Rob Buckingham's Blog

Sexual abuse by Catholic priests

With this in mind, in research that Bayside Church conducted last year, one of the “words” that we asked people to comment on was the word “priest.”  Fortunately many people still view priests in a positive light using adjectives like wisdom, good person, values, guiding, dedicated and devoted.  I dare say this describes the vast majority of priests.  But others used words like suffocation, rules, cover-ups and molestation.  How sad that any man or woman “of God” should ever be viewed in this light.  But that is the sad reality and the Roman Catholic Church worldwide now has to face the fallout from decades of abuse and cover-ups.

Sexual abuse of any kind is a great offense, but the abuse of children by those who are in a place of religious authority and trust has got to be the worst of the worst.  My heart goes out to the victims and their families and I can only begin to understand their pain and frustration with the church for their lack of justice with these criminals.

Decades of quietly moving abusing priests to another parish where they reoffend has finally caught up with the Catholic Church, and now it’s time to face up to the wrongs, apologise, admit fault, cooperate with authorities – do everything to try and right the wrongs and heal the hurts.

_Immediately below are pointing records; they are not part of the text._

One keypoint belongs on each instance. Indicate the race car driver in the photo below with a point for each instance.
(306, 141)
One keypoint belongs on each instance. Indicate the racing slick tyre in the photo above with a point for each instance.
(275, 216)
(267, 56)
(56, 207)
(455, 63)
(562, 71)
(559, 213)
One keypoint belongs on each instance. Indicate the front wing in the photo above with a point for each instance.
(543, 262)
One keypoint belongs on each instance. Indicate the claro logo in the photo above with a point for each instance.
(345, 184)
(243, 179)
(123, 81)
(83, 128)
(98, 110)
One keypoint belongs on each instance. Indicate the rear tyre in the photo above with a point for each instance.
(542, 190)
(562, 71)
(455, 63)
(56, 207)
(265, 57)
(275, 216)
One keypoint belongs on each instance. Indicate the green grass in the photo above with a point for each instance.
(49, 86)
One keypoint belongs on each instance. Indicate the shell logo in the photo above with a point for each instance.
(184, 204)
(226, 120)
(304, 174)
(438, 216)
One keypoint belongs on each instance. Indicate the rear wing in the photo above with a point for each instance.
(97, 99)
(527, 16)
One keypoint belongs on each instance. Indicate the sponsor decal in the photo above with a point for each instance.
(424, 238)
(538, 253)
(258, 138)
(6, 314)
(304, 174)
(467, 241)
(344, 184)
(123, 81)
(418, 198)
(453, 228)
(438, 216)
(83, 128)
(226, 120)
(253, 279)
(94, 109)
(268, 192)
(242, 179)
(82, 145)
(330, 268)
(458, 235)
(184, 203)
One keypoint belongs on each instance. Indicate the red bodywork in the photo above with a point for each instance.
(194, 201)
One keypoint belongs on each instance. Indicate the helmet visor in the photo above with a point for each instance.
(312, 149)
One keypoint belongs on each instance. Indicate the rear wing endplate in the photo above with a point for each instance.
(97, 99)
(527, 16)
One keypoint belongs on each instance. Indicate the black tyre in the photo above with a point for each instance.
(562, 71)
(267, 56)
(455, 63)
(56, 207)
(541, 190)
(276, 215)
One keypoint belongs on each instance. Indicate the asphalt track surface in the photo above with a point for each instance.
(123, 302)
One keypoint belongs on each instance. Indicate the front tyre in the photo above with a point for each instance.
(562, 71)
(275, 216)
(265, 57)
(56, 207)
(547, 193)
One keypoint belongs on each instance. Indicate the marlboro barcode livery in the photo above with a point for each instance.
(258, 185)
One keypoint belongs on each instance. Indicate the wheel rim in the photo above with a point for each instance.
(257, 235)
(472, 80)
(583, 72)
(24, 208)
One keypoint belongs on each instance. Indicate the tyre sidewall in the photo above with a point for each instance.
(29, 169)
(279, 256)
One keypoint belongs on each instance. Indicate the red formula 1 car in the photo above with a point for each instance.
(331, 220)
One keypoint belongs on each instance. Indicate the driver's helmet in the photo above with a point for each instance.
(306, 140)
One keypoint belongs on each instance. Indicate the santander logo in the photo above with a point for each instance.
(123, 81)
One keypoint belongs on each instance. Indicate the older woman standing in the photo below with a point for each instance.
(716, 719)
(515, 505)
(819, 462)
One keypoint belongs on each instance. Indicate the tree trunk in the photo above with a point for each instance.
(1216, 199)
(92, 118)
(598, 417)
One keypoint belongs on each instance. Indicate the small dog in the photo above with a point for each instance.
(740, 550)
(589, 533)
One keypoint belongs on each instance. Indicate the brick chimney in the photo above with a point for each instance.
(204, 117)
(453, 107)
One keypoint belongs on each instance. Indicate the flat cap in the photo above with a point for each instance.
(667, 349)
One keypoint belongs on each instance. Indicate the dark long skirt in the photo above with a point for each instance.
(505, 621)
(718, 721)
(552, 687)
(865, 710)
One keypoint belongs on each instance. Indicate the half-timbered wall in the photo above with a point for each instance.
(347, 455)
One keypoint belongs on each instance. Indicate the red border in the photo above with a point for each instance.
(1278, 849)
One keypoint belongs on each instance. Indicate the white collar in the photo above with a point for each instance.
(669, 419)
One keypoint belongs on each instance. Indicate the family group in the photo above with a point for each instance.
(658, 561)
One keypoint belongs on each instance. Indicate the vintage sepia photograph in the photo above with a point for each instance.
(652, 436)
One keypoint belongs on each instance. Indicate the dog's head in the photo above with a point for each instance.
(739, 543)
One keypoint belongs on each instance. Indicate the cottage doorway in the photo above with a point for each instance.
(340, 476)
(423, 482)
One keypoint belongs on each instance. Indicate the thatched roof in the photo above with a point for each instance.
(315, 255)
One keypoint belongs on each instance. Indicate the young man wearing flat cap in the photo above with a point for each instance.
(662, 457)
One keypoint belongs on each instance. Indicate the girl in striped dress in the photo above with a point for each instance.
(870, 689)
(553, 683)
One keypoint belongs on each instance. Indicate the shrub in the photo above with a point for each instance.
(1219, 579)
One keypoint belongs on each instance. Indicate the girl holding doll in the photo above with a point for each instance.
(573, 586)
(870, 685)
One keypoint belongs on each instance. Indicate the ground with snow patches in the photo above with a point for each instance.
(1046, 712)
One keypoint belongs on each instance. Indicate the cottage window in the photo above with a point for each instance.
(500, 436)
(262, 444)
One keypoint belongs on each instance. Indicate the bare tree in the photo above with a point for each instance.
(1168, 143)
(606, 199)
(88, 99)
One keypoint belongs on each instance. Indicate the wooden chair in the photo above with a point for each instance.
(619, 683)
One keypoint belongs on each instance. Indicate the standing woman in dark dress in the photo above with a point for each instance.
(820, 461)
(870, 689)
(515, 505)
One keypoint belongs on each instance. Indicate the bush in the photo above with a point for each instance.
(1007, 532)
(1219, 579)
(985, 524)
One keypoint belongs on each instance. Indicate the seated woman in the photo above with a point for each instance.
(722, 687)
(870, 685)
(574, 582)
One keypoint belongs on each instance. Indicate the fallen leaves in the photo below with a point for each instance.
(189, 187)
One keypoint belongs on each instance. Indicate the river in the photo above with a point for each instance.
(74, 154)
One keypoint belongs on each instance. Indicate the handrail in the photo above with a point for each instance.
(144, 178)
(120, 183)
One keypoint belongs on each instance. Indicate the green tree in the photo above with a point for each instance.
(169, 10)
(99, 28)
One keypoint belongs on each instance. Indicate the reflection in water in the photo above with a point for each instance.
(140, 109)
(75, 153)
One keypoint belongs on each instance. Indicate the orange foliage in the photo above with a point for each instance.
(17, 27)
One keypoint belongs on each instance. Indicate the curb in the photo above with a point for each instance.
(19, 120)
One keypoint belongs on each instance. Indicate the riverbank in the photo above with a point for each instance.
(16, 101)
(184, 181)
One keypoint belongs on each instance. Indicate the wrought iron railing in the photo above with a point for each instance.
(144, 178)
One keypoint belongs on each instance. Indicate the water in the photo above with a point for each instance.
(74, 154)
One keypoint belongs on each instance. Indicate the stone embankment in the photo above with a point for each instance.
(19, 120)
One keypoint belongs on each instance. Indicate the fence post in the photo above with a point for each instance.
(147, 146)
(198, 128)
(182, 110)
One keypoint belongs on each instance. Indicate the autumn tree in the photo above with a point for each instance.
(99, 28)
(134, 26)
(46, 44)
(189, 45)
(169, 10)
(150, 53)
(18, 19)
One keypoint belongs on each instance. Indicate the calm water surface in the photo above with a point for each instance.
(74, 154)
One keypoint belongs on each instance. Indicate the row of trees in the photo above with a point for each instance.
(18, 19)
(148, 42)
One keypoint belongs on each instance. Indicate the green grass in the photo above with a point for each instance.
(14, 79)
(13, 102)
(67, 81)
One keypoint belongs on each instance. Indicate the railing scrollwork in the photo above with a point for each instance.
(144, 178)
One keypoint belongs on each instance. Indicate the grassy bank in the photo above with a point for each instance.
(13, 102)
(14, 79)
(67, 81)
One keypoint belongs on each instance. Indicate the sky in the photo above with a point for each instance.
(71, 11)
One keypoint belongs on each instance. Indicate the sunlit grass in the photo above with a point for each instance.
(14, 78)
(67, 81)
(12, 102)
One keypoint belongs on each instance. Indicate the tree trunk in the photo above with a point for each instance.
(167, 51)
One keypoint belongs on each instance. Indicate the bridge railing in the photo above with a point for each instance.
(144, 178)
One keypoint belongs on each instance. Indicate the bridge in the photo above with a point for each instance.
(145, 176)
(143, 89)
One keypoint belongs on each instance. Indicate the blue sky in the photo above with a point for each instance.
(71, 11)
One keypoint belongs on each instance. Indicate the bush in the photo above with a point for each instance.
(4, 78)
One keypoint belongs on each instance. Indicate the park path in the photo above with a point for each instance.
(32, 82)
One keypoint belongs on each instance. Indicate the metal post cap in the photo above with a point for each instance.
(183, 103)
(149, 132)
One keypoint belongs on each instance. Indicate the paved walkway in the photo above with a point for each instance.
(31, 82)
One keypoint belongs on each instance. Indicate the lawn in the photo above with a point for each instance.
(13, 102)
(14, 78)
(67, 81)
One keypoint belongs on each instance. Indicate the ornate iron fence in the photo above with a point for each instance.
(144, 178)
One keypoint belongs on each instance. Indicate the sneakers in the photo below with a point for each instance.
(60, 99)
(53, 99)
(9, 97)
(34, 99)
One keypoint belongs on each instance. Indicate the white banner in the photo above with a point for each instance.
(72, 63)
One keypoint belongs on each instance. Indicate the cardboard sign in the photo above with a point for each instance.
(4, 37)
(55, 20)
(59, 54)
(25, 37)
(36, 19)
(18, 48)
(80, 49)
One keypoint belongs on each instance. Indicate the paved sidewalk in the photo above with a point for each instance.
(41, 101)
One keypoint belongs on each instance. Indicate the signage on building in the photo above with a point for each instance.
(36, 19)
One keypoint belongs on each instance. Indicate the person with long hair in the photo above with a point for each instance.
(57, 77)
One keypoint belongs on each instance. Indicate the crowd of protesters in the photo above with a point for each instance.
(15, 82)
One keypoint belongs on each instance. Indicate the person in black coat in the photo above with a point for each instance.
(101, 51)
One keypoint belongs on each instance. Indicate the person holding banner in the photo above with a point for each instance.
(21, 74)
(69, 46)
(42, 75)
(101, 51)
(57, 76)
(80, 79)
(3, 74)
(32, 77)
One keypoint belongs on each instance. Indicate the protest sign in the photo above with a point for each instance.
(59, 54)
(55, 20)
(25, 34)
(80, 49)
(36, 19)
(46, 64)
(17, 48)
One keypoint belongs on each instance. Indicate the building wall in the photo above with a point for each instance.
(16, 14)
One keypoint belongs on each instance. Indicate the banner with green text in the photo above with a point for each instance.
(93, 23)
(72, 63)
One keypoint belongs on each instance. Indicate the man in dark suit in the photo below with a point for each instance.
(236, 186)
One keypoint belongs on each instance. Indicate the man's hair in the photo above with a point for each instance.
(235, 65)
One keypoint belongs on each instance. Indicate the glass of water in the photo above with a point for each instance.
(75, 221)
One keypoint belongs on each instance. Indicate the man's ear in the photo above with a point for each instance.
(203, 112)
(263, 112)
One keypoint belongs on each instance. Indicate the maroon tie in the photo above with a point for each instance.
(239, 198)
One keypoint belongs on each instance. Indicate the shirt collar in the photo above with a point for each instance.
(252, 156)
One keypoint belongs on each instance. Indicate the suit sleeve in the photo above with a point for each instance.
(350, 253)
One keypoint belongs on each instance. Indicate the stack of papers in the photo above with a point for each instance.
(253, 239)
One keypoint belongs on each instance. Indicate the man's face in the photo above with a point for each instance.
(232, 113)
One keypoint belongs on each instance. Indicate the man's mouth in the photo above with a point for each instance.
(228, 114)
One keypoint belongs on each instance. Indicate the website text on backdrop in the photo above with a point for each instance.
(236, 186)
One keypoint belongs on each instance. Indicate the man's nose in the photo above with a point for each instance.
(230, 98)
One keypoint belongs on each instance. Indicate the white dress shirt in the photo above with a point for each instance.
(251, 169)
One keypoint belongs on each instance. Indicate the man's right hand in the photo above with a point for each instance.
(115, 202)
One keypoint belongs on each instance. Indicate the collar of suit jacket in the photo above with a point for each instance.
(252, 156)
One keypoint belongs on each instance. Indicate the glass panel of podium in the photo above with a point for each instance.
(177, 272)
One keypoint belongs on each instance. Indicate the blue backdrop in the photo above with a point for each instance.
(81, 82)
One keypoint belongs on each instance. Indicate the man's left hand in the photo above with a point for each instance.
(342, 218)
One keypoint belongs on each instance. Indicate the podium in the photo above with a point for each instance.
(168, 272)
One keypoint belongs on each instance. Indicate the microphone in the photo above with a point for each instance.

According to The Age newspaper, Professor Des Cahill, the intercultural studies professor at RMIT, told the current inquiry that the Catholic Church was incapable of reforming itself because of its internal culture.  He said the Church's Melbourne response abuse protocol had to go, and the state would have to intervene to achieve it.

In other key testimony, Professor Cahill:
• Called for priests to be allowed to marry.
• Described the Church as "a holy and unholy mess, except where religious Sisters or laypeople are in charge.
• Called for an "eminent Catholic task force" of lay people to work with the Church on reform and transparency.

Professor Cahill said child sex abuse had existed in all ages, cultures and religions, shrouded in secrecy and poorly responded to by religious authorities.  He said a church council in 309 AD was concerned about child sex abuse in monasteries.

And other religions are not immune from child sex abuse, including credible evidence of two incidents within Melbourne's Hindu community where the offending monks were "shipped back to the home country".  In Sri Lanka, child sex abuse is rampant in Buddhist monasteries, and more than 100 monks have been charged in the past decade.  Child sex abuse has been called "India's time bomb", especially the plight of street children, while many Muslim communities are in denial.  Melbourne Jewish groups are making their own submission to the inquiry.

The tragic thing about all of this – other than the lifelong pain that is inflicted on precious people – is that this behaviour gives people an excuse to think less, or not at all, about God.  “If that’s the way God’s people act then I don’t want to have anything to do with Him.”  The Bible addresses this in Romans 2:24, “No wonder the Scriptures say that the world speaks evil of God because of you.”

No one is perfect, not even the religious, but the sexual abuse of children is never acceptable and those who commit such heinous crimes need to experience the full force of justice – with no cover ups from the church or anyone else.